Proton pump inhibitors (PPIs) are acid suppressants that are frequently prescribed in many countries to reduce heartburn. A potassium-competitive acid blocker (P-CAB; tegoprazan) was launched relatively recently that also inhibits gastric acid secretion. This study aimed to compare the hepatotoxicity of the six existing PPIs with P-CAB. This retrospective cohort study was conducted between January 2019 and December 2020 and included data from the total population of 50 million inhabitants in Korea.

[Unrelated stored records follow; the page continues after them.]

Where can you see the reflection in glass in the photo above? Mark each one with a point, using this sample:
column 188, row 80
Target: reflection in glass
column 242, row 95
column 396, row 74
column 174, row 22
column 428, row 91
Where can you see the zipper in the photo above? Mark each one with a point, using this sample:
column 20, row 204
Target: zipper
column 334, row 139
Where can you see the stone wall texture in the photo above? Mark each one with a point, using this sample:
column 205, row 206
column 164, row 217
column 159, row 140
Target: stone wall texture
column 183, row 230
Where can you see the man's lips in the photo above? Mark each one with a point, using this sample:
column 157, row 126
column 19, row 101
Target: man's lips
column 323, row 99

Propensity score (PS) matching was performed using 10 variables, and the differences in hepatotoxicity between P-CAB and the six PPIs were compared in a similar distribution. The primary endpoint was hepatotoxicity which included toxic liver disease, hepatitis, hepatic failure, liver transplantation, and other liver diseases. The risk ratios (RR) of tegoprazan vs. the six PPIs (dexlansoprazole, esomeprazole, lansoprazole, omeprazole, pantoprazole, and rabeprazole) were all significant [RR: 0.70 (95% CI: 0.69-0.72), 0.81 (95% CI: 0.79-0.83), 0.61 (95% CI: 0.59-0.63), 1.17 (95% CI: 1.13-1.20), 0.61 (95% CI: 0.59-0.62), and 0.73 (95% CI: 0.71-0.75), respectively]. The risk ratio of tegoprazan vs. the six existing PPIs was 0.73 (95% CI: 0.72-0.75). The hazard ratios (HRs) of hepatotoxicity of the six PPIs to tegoprazan showed significantly higher values apart from omeprazole (HR: dexlansoprazole, 1.13; esomeprazole, 1.04; lansoprazole, 1.25; omeprazole, 0.77; pantoprazole, 1.26; rabeprazole, 1.15, respectively, and the six existing PPIs, 1.10). Using a large-scale data cohort analysis consisting of 50 million Koreans, tegoprazan did not induce higher hepatotoxicity compared with the six conventional PPIs.